Pochi casi di concentrazioni industriali hanno suscitato così poche polemiche come l’acquisto da parte di Mondadori di RCS Libri.
Qualche voce autorevole ha manifestato preoccupazione, è vero, alcune perplessità esternate dal ministro Franceschini, qualche polemica, un po’ di dibattito, ma, in sostanza, sembra essere un evento che non suscita grande attenzione e preoccupazione.
Salvo improbabili interventi dell’antitrust – a parte una quasi scontata multa di una qualche entità – l’Italia sarà a breve il primo Paese europeo ad avere un colosso dell’editoria libraria che controllerà da solo più del 35% del mercato. L’accordo RCS-Mondadori, infatti, significa che un solo editore sarà titolare per più di un terzo della produzione italiana di libri.
Non credo che si debba gridare “al lupo al lupo” e non riesco a immaginare che la Mondadori guidata da Marina Berlusconi si privi di autori di ogni estrazione culturale, e anche di autori scomodi: non dimentico che “Gomorra” fu pubblicato da Mondadori.

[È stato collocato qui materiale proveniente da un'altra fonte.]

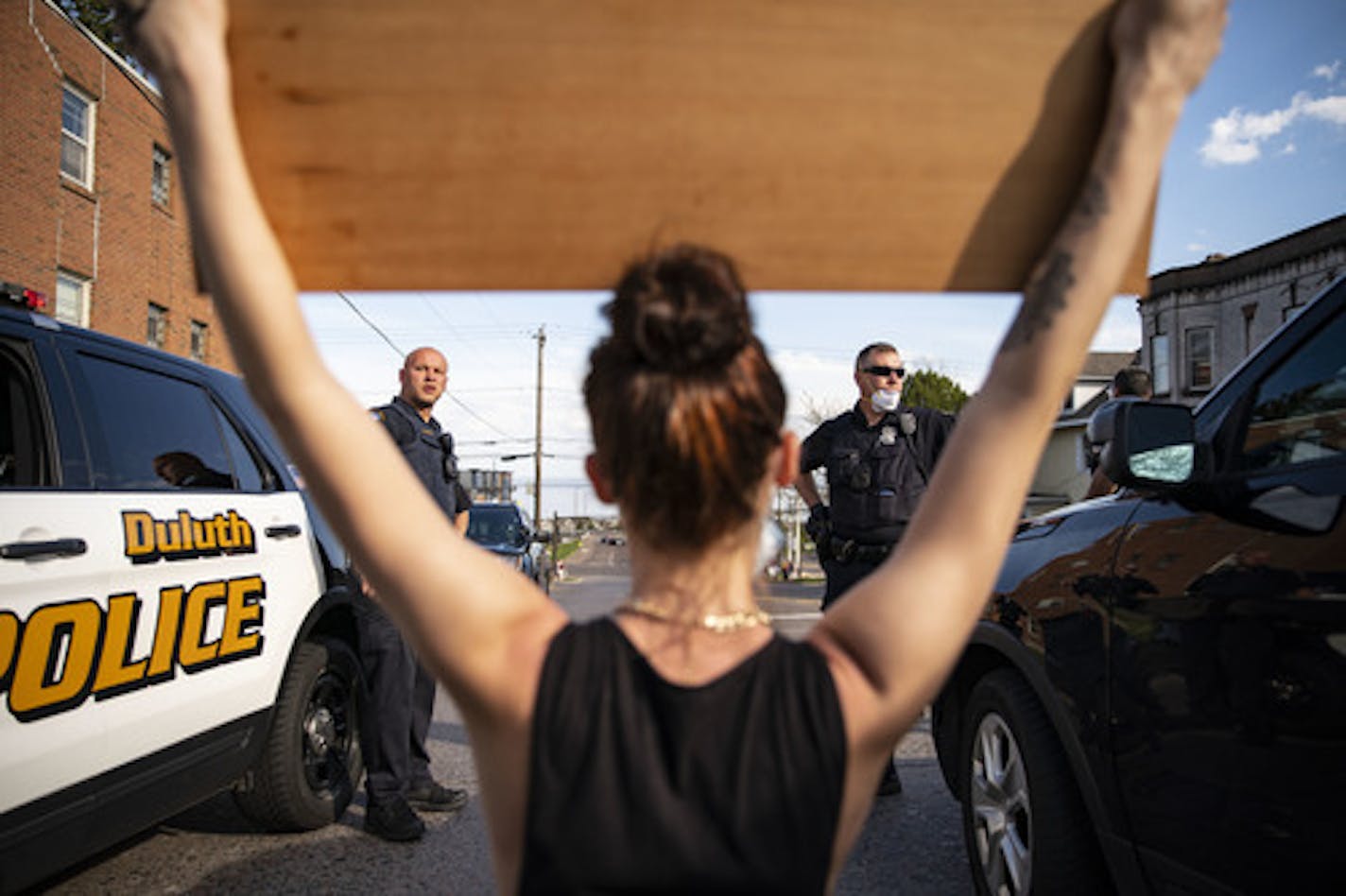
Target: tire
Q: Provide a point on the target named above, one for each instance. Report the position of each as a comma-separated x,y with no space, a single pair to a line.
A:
1026,829
311,763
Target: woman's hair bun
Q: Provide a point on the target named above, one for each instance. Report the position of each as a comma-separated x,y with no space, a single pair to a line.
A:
682,310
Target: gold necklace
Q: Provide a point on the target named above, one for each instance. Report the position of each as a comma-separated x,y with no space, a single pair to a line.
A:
719,623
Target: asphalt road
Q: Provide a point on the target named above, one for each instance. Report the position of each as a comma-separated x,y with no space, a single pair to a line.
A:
911,845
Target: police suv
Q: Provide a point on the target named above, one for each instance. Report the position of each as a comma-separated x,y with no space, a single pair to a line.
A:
174,616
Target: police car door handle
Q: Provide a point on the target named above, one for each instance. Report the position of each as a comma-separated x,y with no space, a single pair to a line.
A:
56,548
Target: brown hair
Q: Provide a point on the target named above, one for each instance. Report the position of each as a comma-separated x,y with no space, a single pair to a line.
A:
685,406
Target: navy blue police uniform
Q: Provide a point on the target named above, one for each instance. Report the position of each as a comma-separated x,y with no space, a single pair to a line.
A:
875,479
400,695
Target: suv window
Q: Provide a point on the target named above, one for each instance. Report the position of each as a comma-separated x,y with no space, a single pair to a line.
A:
21,444
1299,410
495,526
159,432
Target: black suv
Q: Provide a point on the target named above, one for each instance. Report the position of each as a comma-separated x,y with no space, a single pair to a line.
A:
174,616
505,529
1155,699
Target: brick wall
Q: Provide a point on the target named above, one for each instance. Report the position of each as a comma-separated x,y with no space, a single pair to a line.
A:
129,248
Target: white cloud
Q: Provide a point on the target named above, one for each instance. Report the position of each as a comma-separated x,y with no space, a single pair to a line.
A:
1235,139
1327,110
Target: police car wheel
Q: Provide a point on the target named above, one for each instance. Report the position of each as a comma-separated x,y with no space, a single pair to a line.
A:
311,763
1025,825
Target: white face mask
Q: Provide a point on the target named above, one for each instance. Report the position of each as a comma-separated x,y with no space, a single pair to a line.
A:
885,400
768,543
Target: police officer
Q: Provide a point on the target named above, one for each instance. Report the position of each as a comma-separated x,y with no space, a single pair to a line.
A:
1129,384
878,457
400,696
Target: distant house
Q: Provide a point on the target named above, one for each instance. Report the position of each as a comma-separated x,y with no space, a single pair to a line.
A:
1202,320
1199,324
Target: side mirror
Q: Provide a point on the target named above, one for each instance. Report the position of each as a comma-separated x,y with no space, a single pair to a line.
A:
1145,444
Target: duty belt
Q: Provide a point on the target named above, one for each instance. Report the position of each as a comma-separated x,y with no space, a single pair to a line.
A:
851,550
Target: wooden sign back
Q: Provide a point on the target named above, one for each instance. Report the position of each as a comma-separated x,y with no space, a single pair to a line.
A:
825,145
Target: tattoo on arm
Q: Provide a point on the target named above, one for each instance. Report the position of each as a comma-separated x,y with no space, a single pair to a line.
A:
1046,294
1042,301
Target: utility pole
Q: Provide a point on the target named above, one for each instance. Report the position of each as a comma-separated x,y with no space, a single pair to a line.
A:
537,434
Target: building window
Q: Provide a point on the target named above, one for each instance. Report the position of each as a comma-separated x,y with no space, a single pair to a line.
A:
198,339
1199,355
156,326
159,177
77,136
1159,362
72,299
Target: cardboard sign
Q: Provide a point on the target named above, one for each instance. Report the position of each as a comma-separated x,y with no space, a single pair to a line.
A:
825,145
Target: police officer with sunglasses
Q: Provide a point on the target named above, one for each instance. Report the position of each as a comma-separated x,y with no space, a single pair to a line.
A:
400,695
878,459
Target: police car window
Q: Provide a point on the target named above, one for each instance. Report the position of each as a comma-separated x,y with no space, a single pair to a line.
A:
247,471
156,432
1299,413
21,440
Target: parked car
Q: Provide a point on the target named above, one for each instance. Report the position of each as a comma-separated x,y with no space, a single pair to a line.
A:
174,615
1155,699
505,529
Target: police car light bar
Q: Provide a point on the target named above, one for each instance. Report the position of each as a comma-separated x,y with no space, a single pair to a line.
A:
18,295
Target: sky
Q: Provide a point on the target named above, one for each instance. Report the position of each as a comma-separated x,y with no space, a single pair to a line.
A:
1259,153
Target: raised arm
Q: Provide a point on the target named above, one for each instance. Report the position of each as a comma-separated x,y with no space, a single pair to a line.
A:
897,634
467,613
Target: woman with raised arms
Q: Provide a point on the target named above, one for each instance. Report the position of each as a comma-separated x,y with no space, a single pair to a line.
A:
679,746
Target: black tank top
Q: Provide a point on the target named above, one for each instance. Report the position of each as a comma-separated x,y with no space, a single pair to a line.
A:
640,785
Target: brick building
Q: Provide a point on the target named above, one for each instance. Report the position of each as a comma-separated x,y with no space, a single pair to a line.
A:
92,215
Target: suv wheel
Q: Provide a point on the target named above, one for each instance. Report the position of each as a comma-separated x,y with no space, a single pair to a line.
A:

Tuttavia… tuttavia, oggi come più di venti anni fa, resta quel senso di inquietudine che suscita l’idea che il capo di un partito politico ed ex capo di tre governi, che già possiede la seconda forza televisiva del Paese, ora sia anche proprietario di un colosso editoriale che cambierà alla radice il mercato dei libri in Italia.
È certamente fuori luogo evocare parole come dittatura e regime – anche perché al Quirinale c’è un presidente come Sergio Mattarella – ma l’accordo RCS-Mondadori è un altro tassello, anzi un “tassellone”, che si aggiunge a quella sorta di deriva monoculturale che sta conquistando passo dopo passo il nostro paese. È quell’humus splendidamente descritto da Scalfari nella sua analisi sulla voglia del capo del Governo di essere un “piacione”. Non è in corso una conquista all’arma bianca dei cittadini e neppure del consenso, è in corso una campagna sistematica, strutturata, costante e spietata per cambiare il sentire del Paese, cancellando, questo sì, le diversità. Più che le voci contro si vogliono colpire le voci differenti, alternative.
Pensiamo alla televisione. Il presidente del consiglio polemizza genericamente con i talk show, non cita un singolo programma e neanche singoli giornalisti (caso mai lo fa fare ai suoi fedelissimi) ma cavalca l’arma vincente del momento: basta lamentele, basta con la sinistra del secolo scorso, è superata dalla storia, bisogna guardare avanti: l’esasperazione del concetto di rottamazione da cui è partita la sua ascesa politica. In questo schema Rai3 non ci rientra: dietro a un’apparente polemica fra componenti interne del Pd – che pure naturalmente esiste – c’è un progetto ben più ampio: una monocultura che taglia le “estreme”, dissolve ciò che resta delle istanze autentiche della sinistra, depotenzia il sindacato, riduce i luoghi di discussione e di dibattito (migliaia e migliaia di piccoli ma importanti luoghi di cultura e di ragionamento vengono chiusi perché lasciati senza alcun supporto), isola testate e giornalisti che non rinunciano a raccontare tutte le realtà, mette in un angolo giorno dopo giorno qualsiasi pensiero critico.
Ma anche il talk show può andar bene se diventa un “minestrone”. Ecco allora Vespa apparecchiare improbabili e insopportabili salotti in cui si discute delle infedeltà di qualche ex protagonista del “Grande fratello” e degli scontrini di Marino, cercando sempre di dipingere tutto di rosa che fa evolvere il talk show in pink show… La traduzione politica di questa deriva è il futuro “partito della nazione”, saldamente posto al centro del sistema dei post-partiti, indicando le opposizioni come pericolosi populismi – il che in parte è vero – e cancellando ogni istanza che si possa realisticamente definire “sinistra”. In questo contesto “Mondazzoli” ci sta benissimo: nessuna persecuzione di autori scomodi, ma una progressiva selezione di nuovi autori graditi e funzionali al progetto. Un progetto che probabilmente contempla sempre meno la memoria e il ricordo della storia più recente, i valori della Liberazione, l’importanza di ricorrenze che in modo molto evidente vengono ormai fastidiosamente sopportate dalla classe politica attuale.
Tutto questo piace anche all’Europa, e in Italia è riassunto nel “mantra” che ci circonda tutti: non c’è alternativa. Forse è davvero così. Ma ciascuno di noi, come singolo o come gruppo, può continuare a testimoniare di culture e di sensibilità diverse, può non arrendersi alla monocultura dominante, alla quale purtroppo, come si è visto in occasione del caso Mondadori-Rizzoli, si sono ormai aggregati troppi protagonisti dell’editoria e di quello che un tempo era il mondo degli intellettuali.